Twitter n’est que peu adopté par les élèves de 5e inscrits sur les réseaux sociaux. La plateforme est identifiée comme celle qui permet de suivre les « adultes intéressants » comme des participants à des émissions de téléréalité, des gamers, sportifs, Youtubers…

Twitter reste une source de contenus humoristiques (memes, blagues…), mais n’en a plus le monopole, Instagram et TikTok étant de sérieux concurrents sur ce créneau.

Discord, entre la messagerie et le forum

C’est la surprise de cette année, Discord commence à être cité comme application de référence par une partie des interrogés, parfois même celle sur laquelle ils passent le plus de temps. Une autre partie des sondés n’en a jamais entendu parlé.

Avec plus de 250 millions d’utilisateurs, Discord est une application de messagerie vocale et textuelle bien connue des gamers, mais aussi de plus en plus des jeunes en général qui apprécient la fluidité et la qualité des échanges organisés en forums (appelés « serveurs ») qui rassemblent une communauté autour de sujets de discussion variés.

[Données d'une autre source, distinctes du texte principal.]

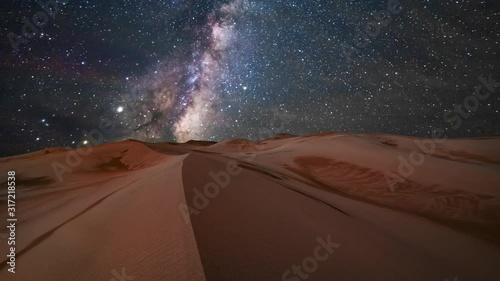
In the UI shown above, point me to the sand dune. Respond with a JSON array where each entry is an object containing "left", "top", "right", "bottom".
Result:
[{"left": 0, "top": 134, "right": 500, "bottom": 281}]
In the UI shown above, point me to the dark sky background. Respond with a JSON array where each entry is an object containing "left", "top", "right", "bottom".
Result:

Twitch, pour le live streaming

À l’instar de Discord, Twitch (racheté par Amazon en 2014)  a d’abord été adoptée massivement par les gamers, mais on y trouve aujourd’hui d’autres communautés qui s’y retrouvent sur bien d’autres sujets et apprécient les interactions en direct avec les streamers.

Avec l’ouverture d’un bureau à Paris début septembre, Twitch est sans aucun doute la « petite » plateforme qui monte.

YouTube… pour tout le reste !

YouTube, devenu un média incontournable, « bénéficie d’une unanime et très haute cote d’amour de la part de tous les plus jeunes. » 

Dans les cours de récré, les collégiens discutent de ce qu’ils y regardent, comme on discutait autrefois du programme de la veille au soir à la télé.

« Devenir streamer ou Youtuber est une perspective caressée par tous ou presque » affirme Heaven. Et pour ceux qui ont déjà une chaîne, elle devient un espace de discussion entre amis.

 Les plateformes montantes (que vous ne connaissez sans doute pas)

Souvent utilisés à des fins professionnelles, ces outils Google ont été adoptés par les plus jeunes qui ont trouvé plus simple d’avoir la bénédiction de leurs parents pour la création d’une adresse gmail par leurs parents que pour leur inscription sur un réseau social.

Hangout est ainsi utilisé comme messagerie ou pour appeler les copains.

Quant à Google Docs, ils sont détournés depuis 2018 comme messagerie. Dans les salles de classe, on ne se fait plus passer des petits bouts de papier d’une rangée à l’autre, on partage un document en faisant mine de prendre des notes ou on chatte dans la partie commentaire, mais aussi, plus tristement, on l’utilise comme vecteur de harcèlement.

 

Plus connue aux Etats-Unis qu’en France, cette application permet d’appeler simultanément 8 contacts.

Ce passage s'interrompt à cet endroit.